If there is no sticky stuff on the shutter and you weren't using flash - I don't really know what else it could be, but I doubt it's something the lab did.

How do the negatives look?  (That should tell you if it's the lab or the camera.)


----------



## GrahamATX

Thanks for the responses.  I didn't purchase any copies of the screwed up pictures, but I took a picture of the negatives:





Since they are also messed up, I'm guessing it's what you said about the sticky shutter.  I'll look into that.  I appreciate the help!

Here's a picture of the camera as well if anyone cares to check it out:


----------



## flea77

I'm betting flash sync was wrong.

Allan


----------



## GrahamATX

Is there anything I can do to adjust the flash sync?


----------



## STM

GrahamATX said:


> Hello, I'm fairly to the world of photography and film photography especially. I dug up my dad's old Pentax K1000 SE, which is most likely about 25 years or more old. I shot a roll of film with it, and took it to my pharmacy to develop it (as I'm not ready to develop my own film yet... it'd be nice to get tips on that too) to confirm that it still worked. Sure enough, some of the shots turned out great but at least 10 or so out of the 25 exposures were half-black, rendering them useless. I'm curious as to whether this was the store at fault (which I doubt), the camera, or myself. The camera is completely manual, so I was wondering if this had to with where I had the f-stop or something of the like. If anyone can explain to me the root cause I would greatly appreciate it.
> 
> However, as you can see below, when it works, it's pretty good


 
The K1000 is a pretty old camera and it is not unusual for a camera of that vintage to have shutter curtain problems. I suspect that is what it is, unless you are talking about photos taken with flash and you exceeded the max synch speed.  All it probably needs is a good CLA and I am sure it will go back to taking great photos.


----------



## Helen B

It looks very much like you had the shutter speed set higher than the flash sync speed (1/60?). This leads to the partial underexposure of the frame (it's part underexposed, not part blank)

Best,
Helen


----------



## Josh66

flea77 said:


> I'm betting flash sync was wrong.
> 
> Allan


 After seeing the negs, I agree.

GrahamATX, notice how the dark half still has somewhat of an image on it?  If it were a sticky shutter, that half would be totally blank.


GrahamATX said:


> Is there anything I can do to adjust the flash sync?
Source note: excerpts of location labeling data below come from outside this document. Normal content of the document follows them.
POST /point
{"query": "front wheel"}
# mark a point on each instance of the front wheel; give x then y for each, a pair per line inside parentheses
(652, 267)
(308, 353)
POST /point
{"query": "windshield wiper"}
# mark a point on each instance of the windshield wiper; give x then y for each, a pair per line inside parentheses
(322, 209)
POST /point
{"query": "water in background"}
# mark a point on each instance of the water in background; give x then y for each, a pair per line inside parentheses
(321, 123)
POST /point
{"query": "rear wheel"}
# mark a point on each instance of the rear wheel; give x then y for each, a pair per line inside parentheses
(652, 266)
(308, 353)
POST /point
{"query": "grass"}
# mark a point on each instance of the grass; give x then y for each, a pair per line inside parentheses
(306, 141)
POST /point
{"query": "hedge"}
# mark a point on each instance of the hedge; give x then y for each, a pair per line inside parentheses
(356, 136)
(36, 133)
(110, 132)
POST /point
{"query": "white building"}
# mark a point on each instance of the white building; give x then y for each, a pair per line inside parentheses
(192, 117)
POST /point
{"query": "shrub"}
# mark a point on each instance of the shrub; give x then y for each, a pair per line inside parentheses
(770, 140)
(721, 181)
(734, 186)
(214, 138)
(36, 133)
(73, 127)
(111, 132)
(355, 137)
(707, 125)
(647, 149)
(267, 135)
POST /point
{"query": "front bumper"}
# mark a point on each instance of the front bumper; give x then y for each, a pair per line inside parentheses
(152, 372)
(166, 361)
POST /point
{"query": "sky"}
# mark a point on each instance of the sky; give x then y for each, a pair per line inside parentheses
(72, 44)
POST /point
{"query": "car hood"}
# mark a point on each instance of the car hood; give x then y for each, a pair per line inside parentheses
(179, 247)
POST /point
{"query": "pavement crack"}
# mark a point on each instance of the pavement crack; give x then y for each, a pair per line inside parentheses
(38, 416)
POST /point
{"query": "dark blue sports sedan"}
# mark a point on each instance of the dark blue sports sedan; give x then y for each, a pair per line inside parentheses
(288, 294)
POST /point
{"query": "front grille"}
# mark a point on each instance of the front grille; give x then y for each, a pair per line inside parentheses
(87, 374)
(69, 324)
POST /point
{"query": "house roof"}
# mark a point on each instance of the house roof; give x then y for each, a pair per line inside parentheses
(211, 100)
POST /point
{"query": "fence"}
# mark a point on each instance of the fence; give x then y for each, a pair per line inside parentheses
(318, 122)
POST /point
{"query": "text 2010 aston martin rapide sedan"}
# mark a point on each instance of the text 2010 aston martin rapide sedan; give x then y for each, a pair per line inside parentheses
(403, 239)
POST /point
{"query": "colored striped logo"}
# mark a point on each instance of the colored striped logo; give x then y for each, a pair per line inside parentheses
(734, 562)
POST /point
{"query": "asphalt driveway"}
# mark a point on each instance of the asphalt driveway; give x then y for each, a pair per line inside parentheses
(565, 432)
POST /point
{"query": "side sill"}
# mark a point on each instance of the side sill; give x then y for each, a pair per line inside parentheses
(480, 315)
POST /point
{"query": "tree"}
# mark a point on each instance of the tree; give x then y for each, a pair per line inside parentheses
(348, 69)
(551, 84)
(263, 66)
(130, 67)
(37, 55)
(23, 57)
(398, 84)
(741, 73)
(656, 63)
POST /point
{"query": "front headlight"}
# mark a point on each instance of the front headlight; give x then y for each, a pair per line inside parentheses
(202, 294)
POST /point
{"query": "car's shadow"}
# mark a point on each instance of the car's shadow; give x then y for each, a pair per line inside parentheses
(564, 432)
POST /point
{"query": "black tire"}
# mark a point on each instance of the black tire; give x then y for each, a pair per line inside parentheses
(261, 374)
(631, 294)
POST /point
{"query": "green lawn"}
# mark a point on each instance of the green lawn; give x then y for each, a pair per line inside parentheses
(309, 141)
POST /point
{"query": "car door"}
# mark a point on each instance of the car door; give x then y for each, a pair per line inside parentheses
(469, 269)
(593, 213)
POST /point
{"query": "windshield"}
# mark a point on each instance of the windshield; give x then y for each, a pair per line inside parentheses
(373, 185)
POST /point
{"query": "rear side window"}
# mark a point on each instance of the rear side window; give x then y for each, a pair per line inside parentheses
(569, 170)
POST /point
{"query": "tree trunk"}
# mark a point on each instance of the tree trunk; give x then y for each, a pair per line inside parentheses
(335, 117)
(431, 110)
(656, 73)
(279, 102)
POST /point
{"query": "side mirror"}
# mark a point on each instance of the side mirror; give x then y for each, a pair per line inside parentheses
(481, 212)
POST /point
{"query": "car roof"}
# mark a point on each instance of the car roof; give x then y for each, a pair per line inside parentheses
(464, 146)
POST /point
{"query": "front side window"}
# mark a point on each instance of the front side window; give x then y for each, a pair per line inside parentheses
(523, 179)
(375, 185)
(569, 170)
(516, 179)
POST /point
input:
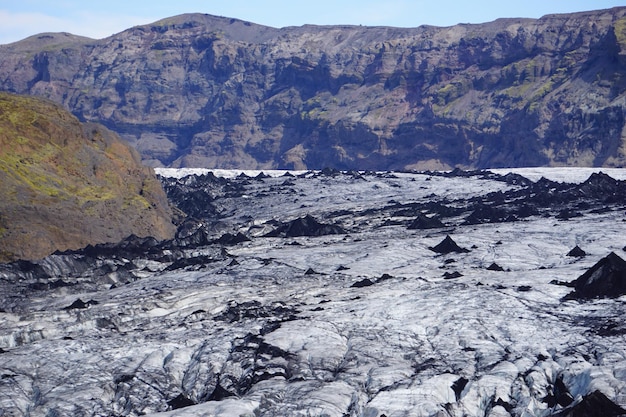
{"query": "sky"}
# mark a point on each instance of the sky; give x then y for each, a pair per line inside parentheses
(99, 19)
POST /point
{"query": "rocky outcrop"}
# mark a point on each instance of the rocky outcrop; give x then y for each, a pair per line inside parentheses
(606, 279)
(199, 90)
(65, 185)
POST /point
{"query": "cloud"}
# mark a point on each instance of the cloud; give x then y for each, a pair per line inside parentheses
(17, 26)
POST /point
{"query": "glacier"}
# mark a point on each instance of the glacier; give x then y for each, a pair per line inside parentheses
(227, 320)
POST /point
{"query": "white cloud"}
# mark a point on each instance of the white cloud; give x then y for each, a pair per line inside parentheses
(17, 26)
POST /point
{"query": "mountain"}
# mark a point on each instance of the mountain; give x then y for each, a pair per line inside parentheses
(206, 91)
(344, 311)
(65, 184)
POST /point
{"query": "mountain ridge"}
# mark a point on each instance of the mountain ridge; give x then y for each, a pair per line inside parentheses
(65, 184)
(204, 91)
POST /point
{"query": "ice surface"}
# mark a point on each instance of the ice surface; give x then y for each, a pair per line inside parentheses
(262, 337)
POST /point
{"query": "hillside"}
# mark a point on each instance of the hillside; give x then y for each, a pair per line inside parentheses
(206, 91)
(65, 185)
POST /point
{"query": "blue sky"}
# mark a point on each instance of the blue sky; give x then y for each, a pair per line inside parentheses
(99, 19)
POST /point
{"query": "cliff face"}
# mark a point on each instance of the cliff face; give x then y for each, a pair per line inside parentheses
(198, 90)
(65, 184)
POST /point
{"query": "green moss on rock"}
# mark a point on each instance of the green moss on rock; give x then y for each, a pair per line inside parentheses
(66, 184)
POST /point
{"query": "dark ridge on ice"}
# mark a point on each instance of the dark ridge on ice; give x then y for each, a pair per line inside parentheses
(305, 226)
(448, 246)
(425, 222)
(595, 404)
(577, 252)
(606, 279)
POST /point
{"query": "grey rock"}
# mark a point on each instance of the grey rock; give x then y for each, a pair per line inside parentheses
(200, 90)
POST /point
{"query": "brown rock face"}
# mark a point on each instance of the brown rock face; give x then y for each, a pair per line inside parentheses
(65, 184)
(198, 90)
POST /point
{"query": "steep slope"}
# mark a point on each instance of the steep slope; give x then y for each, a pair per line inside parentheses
(199, 90)
(65, 185)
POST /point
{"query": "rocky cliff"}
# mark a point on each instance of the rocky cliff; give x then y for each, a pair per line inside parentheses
(65, 185)
(199, 90)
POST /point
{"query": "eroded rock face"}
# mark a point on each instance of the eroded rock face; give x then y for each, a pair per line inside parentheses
(198, 90)
(65, 185)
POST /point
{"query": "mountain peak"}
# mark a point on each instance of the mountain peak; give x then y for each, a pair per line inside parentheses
(66, 184)
(198, 90)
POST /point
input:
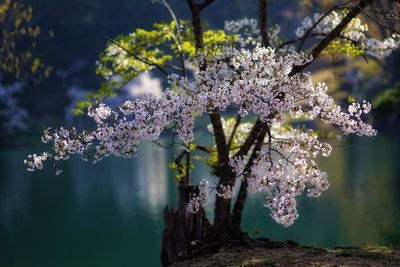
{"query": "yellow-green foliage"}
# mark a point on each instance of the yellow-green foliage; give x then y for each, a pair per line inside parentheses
(388, 102)
(128, 55)
(341, 47)
(18, 40)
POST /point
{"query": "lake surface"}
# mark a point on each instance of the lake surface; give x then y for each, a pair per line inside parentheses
(110, 214)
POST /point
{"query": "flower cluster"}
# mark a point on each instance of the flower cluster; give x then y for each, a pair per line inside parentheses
(254, 81)
(355, 32)
(196, 201)
(225, 191)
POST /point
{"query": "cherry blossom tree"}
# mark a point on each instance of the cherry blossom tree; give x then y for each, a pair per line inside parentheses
(247, 69)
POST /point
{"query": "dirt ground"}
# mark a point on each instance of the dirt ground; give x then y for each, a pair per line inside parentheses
(290, 254)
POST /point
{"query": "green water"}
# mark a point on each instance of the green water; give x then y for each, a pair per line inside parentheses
(110, 214)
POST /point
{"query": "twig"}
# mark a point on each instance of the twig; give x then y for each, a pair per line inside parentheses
(145, 61)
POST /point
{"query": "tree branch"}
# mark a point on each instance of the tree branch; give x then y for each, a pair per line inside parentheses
(235, 127)
(242, 194)
(263, 9)
(308, 32)
(145, 61)
(334, 33)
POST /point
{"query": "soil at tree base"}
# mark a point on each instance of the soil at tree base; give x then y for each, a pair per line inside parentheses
(262, 252)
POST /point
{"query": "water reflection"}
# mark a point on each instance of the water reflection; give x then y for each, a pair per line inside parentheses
(110, 214)
(14, 190)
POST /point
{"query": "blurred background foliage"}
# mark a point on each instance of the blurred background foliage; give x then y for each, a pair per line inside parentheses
(80, 28)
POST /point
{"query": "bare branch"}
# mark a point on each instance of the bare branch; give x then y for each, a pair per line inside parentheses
(263, 9)
(334, 33)
(145, 61)
(235, 127)
(308, 32)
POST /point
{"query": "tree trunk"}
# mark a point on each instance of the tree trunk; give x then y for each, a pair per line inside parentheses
(182, 229)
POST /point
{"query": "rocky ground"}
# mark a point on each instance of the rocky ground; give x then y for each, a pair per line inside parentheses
(266, 253)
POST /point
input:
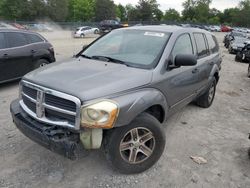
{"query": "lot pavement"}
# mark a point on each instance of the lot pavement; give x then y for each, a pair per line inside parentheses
(218, 134)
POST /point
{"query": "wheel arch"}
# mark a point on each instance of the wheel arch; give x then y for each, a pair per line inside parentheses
(132, 105)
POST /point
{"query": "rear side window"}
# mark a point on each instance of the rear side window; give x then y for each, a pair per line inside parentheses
(2, 41)
(212, 43)
(34, 38)
(16, 39)
(201, 44)
(183, 45)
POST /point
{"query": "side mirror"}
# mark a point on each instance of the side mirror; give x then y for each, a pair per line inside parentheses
(185, 60)
(84, 47)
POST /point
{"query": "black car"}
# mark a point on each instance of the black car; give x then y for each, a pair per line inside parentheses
(22, 52)
(109, 25)
(244, 54)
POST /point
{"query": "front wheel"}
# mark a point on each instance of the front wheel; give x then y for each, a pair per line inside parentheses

 No - it is a physical limitation of the camera, there is nothing you can do to change it.  It is the fastest shutter speed that both curtains are fully open.

Just make sure that when you're using flash your shutter speed is always longer than or equal to the max sync speed.


----------



## Josh66

Just to add...  I would still have a look at the shutter.  In this case, I am certain that it was due to the x-sync speed - but, all foams break down eventually.  It's only a matter of time.

If you ever notice a sticky residue on the shutter, it's time to replace the foam.


----------



## compur

The flash sync speed of a K-1000 is 1/60.

That means when using flash the shutter speed must be set at "60" or slower ("30", etc)

If you set it at a higher speed you will get partially blacked out negatives.


----------



## Big Mike

I agree...my vote is on a flash sync issue with too fast of a shutter speed.

This happens because of the design of the shutter, it's made up of two separate curtains.  The first one opens, the second one follows it to close the shutter.  The faster the shutter speed, the sooner the second one follows the first.  The max sync speed of the camera, is the fastest (shortest) shutter speed at which the entire frame is open.  Any faster, and the second curtain starts moving before the first curtain is fully open.  So at very fast shutter speeds, the second curtain follows the first very closely...only exposing the film via a little strip of light before them.  

This is important when we start using flash.  The burst of light from the flash is very short...probably much faster (shorter) than the actual shutter speed.  So if the flash fires when the shutter is not fully open, the part of the frame that is still covered by the shutter, won't get any of the light from the flash....so you end up with dark or black blocks in your photos.


----------



## Paul Ron

The black part has image in it, that might be an advancing problem. Count the frames? Overlapping images? No frame spacing?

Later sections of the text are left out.